Rain records smashed, much more on the way
DOUBLE digit rainfall is being forecast for a "wide area" of the state this weekend, with some communities told to expect "triple digit" deluges, as the big wet that has already smashed records across the state ramps up.
Drought-hit communities in the Darling Downs and Granite Belt and parts of southeast Queensland are predicted to get the heaviest falls, with areas from the Gold Coast to Wide Bay in line for as much as 100mm.
SEQ Water says the rain could boost the south-east's dams, with the water grid now at 56.4 per cent, up 0.5 per cent since Thursday.
"This remaining run-off could contribute up to an additional one per cent to the combined Water Grid storages," a spokesman said.
The Bureau of Meteorology confirmed a number of areas had already broken their February average, predicting more significant rainfall to come this weekend.
"We're looking at double-digit falls across quite a wide area and the potential for some isolated triple digit figures as well, which is really good news for those drought stricken areas," meteorologist Kimba Wong said.
She said the recent deluges would bring falls and king tides, increasing flood danger in the south-east of the state.
'We're talking 50-100mm scattered across the Sunshine Coast, Brisbane and the Gold Coast maybe stretching up as far as the Wide Bay as well," she said.
Roma's Shannon Crocker said her family was overjoyed by the rain, which totalled almost 90mm on her 2800ha property at Muckadilla.
"Since the middle of January until now we are 10mm off our entire rainfall for last year," she said. "It's wonderful - it's a definite game-changer, it was really tough.
"We were feeding stock every couple of days and that really wears you down.
"There are a lot of people who were running out of water and having to buy water so we're really grateful for the rain and it's just wonderful to see the smiles on people's faces and the green around and the water."
Ms Wong said the heaviest rainfall was likely to be in the Darling Downs and Granite Belt and Main Range area of south-east Queensland.
She said Roma received about 80mm in the past week. Tyrconnell (59mm), Morven (90mm), Alpha (112mm) and Mt Moffat (107mm) also experienced significant falls.
Tewantin edged towards its February record of 218mm with 196mm, while Brisbane city smashed its 138mm record, receiving 188mm.

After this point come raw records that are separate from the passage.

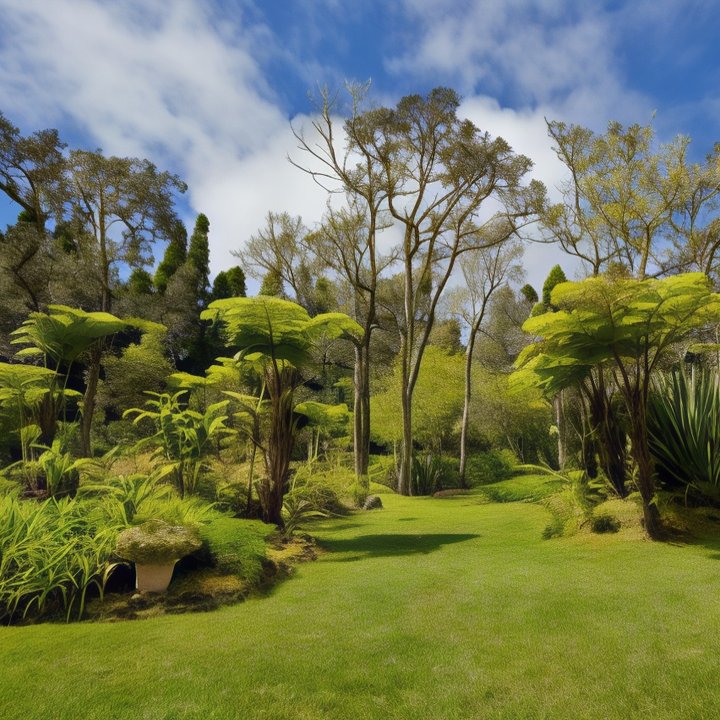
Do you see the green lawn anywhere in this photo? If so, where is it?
[0,486,720,720]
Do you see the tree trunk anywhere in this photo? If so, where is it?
[398,388,413,495]
[353,342,370,481]
[260,367,295,527]
[553,390,567,470]
[460,327,477,488]
[631,398,665,540]
[589,386,627,498]
[80,343,102,457]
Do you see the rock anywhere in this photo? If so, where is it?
[363,495,382,510]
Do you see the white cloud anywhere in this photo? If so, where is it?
[0,0,324,278]
[388,0,648,127]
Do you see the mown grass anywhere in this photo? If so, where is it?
[0,486,720,720]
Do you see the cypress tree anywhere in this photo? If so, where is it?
[155,222,187,293]
[543,265,567,310]
[187,213,210,300]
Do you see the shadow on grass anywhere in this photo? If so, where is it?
[322,533,480,562]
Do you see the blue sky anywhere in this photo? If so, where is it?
[0,0,720,292]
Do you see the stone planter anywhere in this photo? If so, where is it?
[135,560,177,592]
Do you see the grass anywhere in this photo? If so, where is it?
[0,486,720,720]
[477,473,563,502]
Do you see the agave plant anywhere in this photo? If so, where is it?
[648,372,720,500]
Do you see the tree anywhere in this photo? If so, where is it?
[542,121,720,279]
[154,223,187,293]
[202,296,362,527]
[451,242,523,486]
[304,201,392,482]
[67,150,186,312]
[12,305,127,457]
[291,86,394,480]
[210,265,247,300]
[0,113,66,234]
[353,88,544,494]
[518,273,720,538]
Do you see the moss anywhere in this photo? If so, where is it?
[200,517,274,583]
[115,520,202,564]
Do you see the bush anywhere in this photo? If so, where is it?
[648,372,720,502]
[0,496,123,621]
[590,513,620,533]
[465,450,517,487]
[200,517,274,584]
[410,455,442,495]
[368,455,397,490]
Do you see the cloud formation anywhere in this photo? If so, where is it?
[0,0,714,292]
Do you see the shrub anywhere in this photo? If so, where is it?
[648,372,720,501]
[368,455,397,490]
[115,520,202,564]
[350,482,370,508]
[410,454,442,495]
[465,450,517,487]
[590,513,620,533]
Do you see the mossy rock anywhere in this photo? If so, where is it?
[115,520,202,564]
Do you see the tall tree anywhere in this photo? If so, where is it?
[542,121,720,279]
[450,242,523,486]
[187,213,210,305]
[296,88,544,493]
[154,222,187,293]
[518,273,720,538]
[202,297,362,526]
[68,150,185,312]
[352,88,544,494]
[210,265,247,300]
[291,86,392,479]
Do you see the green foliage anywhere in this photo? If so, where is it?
[282,482,328,538]
[115,520,202,565]
[0,496,123,621]
[465,450,517,487]
[187,213,210,299]
[201,296,363,368]
[210,265,248,300]
[154,223,187,293]
[12,305,127,364]
[370,345,465,449]
[200,517,272,584]
[79,468,173,527]
[127,268,154,295]
[590,513,620,534]
[124,390,232,497]
[535,265,567,311]
[478,473,564,503]
[410,454,443,495]
[648,372,720,501]
[520,283,540,306]
[258,269,285,298]
[98,326,173,417]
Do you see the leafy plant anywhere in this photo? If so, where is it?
[124,390,232,497]
[0,496,123,621]
[282,478,328,538]
[648,372,720,501]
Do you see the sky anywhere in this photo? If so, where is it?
[0,0,720,288]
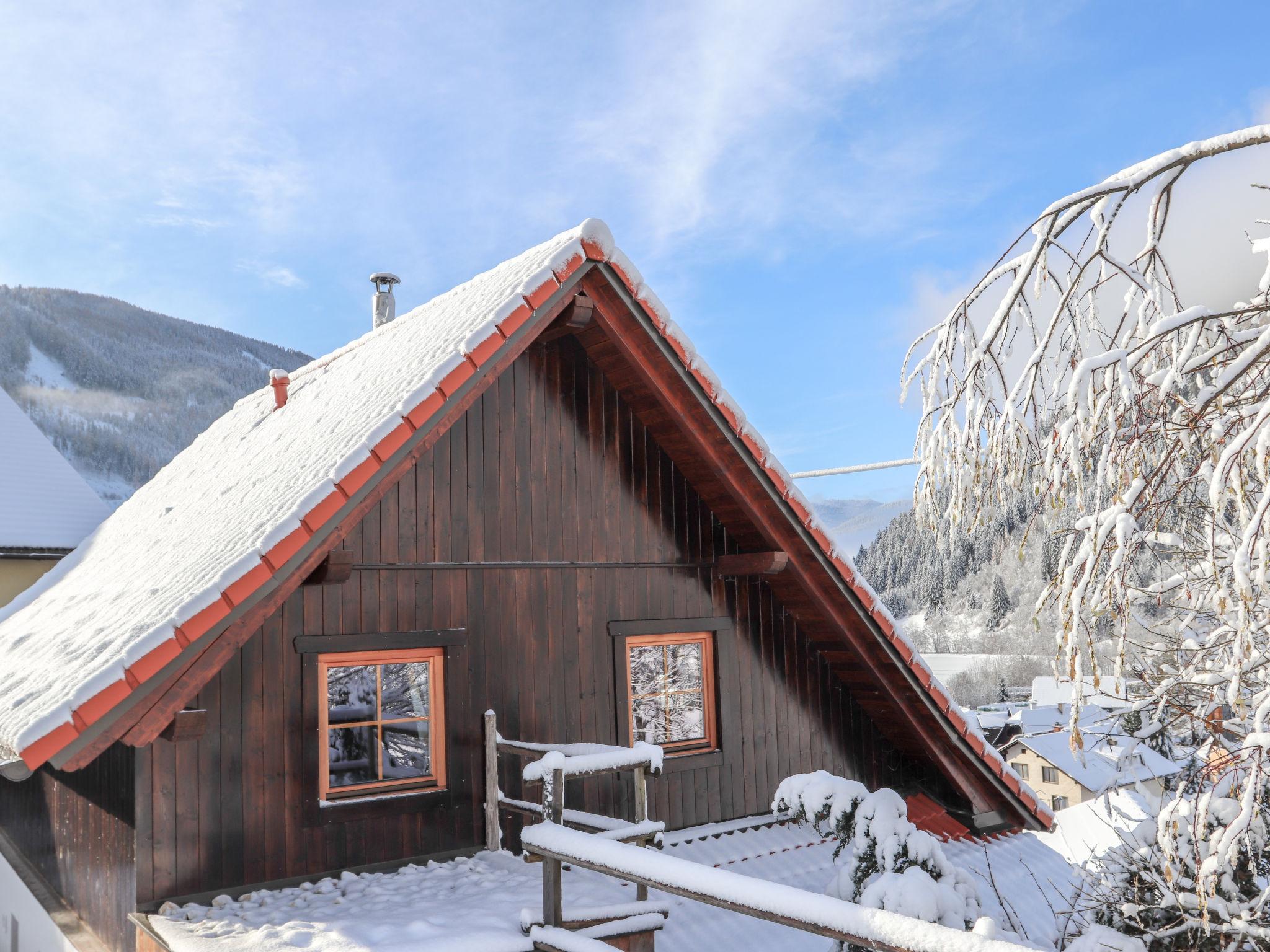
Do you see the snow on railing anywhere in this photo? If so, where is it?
[521,822,1025,952]
[485,711,669,950]
[521,740,662,783]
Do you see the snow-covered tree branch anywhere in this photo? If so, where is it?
[902,126,1270,947]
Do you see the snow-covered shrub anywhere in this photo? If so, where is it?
[772,770,979,948]
[1088,769,1270,952]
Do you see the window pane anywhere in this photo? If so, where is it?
[665,642,701,690]
[631,697,667,744]
[380,661,430,720]
[326,664,376,723]
[326,728,378,787]
[383,721,432,781]
[630,645,665,697]
[667,694,706,741]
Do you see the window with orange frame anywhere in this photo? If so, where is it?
[318,647,446,800]
[625,631,717,754]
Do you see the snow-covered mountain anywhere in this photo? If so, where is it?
[814,498,1053,705]
[812,498,913,553]
[0,284,311,505]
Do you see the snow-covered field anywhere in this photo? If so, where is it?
[151,811,1078,952]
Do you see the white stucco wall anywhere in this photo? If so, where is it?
[0,854,78,952]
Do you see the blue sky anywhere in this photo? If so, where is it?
[0,0,1270,499]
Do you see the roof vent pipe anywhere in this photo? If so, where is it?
[269,369,291,410]
[371,271,401,327]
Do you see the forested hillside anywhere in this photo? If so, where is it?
[856,495,1055,705]
[0,286,311,505]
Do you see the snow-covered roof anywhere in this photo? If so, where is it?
[150,811,1080,952]
[1032,676,1129,711]
[0,390,110,551]
[0,218,1053,824]
[1006,703,1117,735]
[1006,731,1183,793]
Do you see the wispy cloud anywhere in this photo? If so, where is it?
[574,0,970,251]
[234,258,309,288]
[141,213,226,231]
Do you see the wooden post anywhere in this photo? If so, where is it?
[633,767,647,902]
[542,767,564,927]
[485,711,502,853]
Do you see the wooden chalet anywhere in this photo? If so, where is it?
[0,219,1052,950]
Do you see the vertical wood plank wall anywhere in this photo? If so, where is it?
[0,744,135,950]
[137,338,940,902]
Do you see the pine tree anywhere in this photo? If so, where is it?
[926,563,944,614]
[988,575,1011,628]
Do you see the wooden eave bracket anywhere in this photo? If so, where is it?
[159,707,207,743]
[303,549,353,585]
[714,552,790,578]
[538,293,596,342]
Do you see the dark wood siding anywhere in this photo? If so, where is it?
[137,338,941,901]
[0,744,135,950]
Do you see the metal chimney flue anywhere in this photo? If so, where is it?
[371,271,401,327]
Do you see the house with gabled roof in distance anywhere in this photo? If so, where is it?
[0,219,1053,950]
[1001,730,1183,811]
[0,390,109,607]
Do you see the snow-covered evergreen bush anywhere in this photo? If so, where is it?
[772,770,979,950]
[988,575,1011,628]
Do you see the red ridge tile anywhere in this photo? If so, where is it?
[468,332,505,367]
[608,262,636,294]
[405,391,446,429]
[808,526,833,556]
[264,523,313,573]
[551,255,587,284]
[301,488,344,532]
[498,305,533,338]
[128,638,180,684]
[715,403,740,433]
[371,419,414,464]
[176,598,230,645]
[688,367,719,401]
[22,723,79,770]
[437,361,476,397]
[522,275,560,311]
[335,453,380,499]
[75,678,132,725]
[665,332,696,368]
[224,560,272,606]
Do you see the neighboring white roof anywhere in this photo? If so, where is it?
[1007,703,1116,735]
[0,390,110,550]
[1006,731,1183,793]
[1036,787,1160,867]
[0,218,1053,824]
[1032,676,1129,710]
[961,707,1010,730]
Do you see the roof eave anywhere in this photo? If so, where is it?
[596,262,1048,830]
[23,259,596,779]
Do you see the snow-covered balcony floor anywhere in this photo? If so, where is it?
[151,824,1073,952]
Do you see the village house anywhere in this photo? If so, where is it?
[0,390,109,607]
[0,221,1053,951]
[1001,731,1181,811]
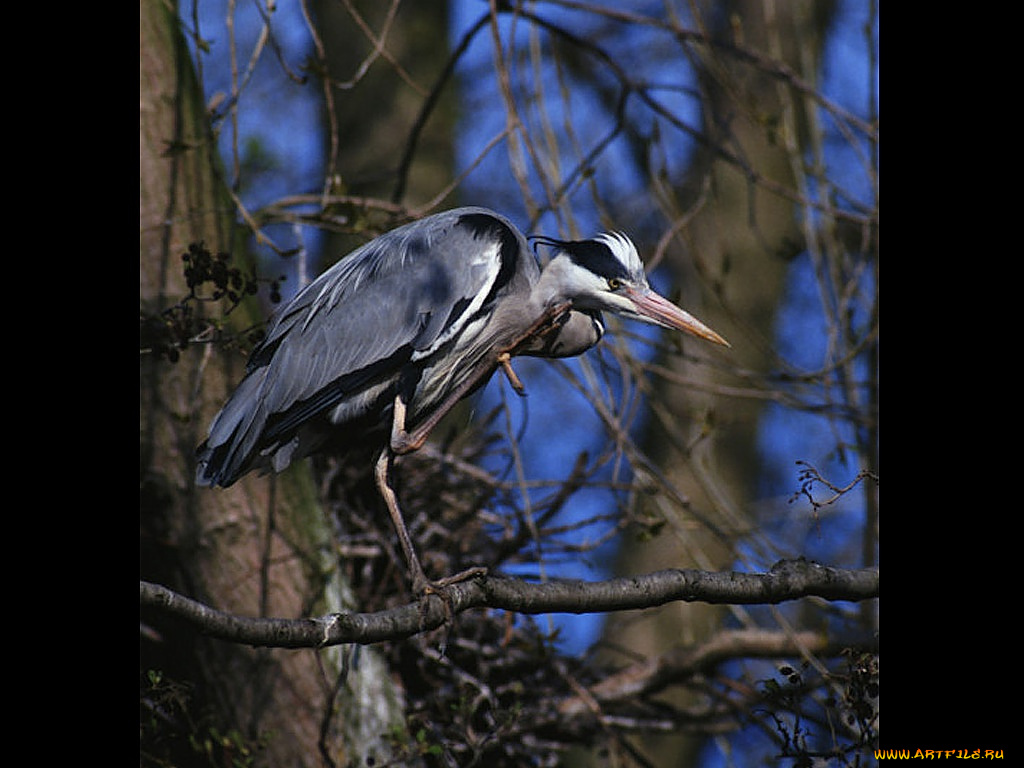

Southeast Queensland dams have also continued to rise with some dams recording more than 200mm in the past week. Across the region, six dams - Wappa, Poona, Little Nerang, Lake Macdonald, Enoggera, and Gold Creek dams - have reached 100 per cent capacity and are spilling.
The Maroochy River dam catchments recorded rainfall totals of 204mm while 55mm hit Wivenhoe Dam catchments in the past week.
Others such as the Cooloolabin, Lake Macdonald, Baroon Pocket dams have recorded 204.4mm, 195.5mm and 140.4mm respectively.
Despite this, Wivenhoe Dam is still only 42.6 per cent full, and south-east Queensland's second largest dam storage, Somerset Dam, is only 64.5 per cent full.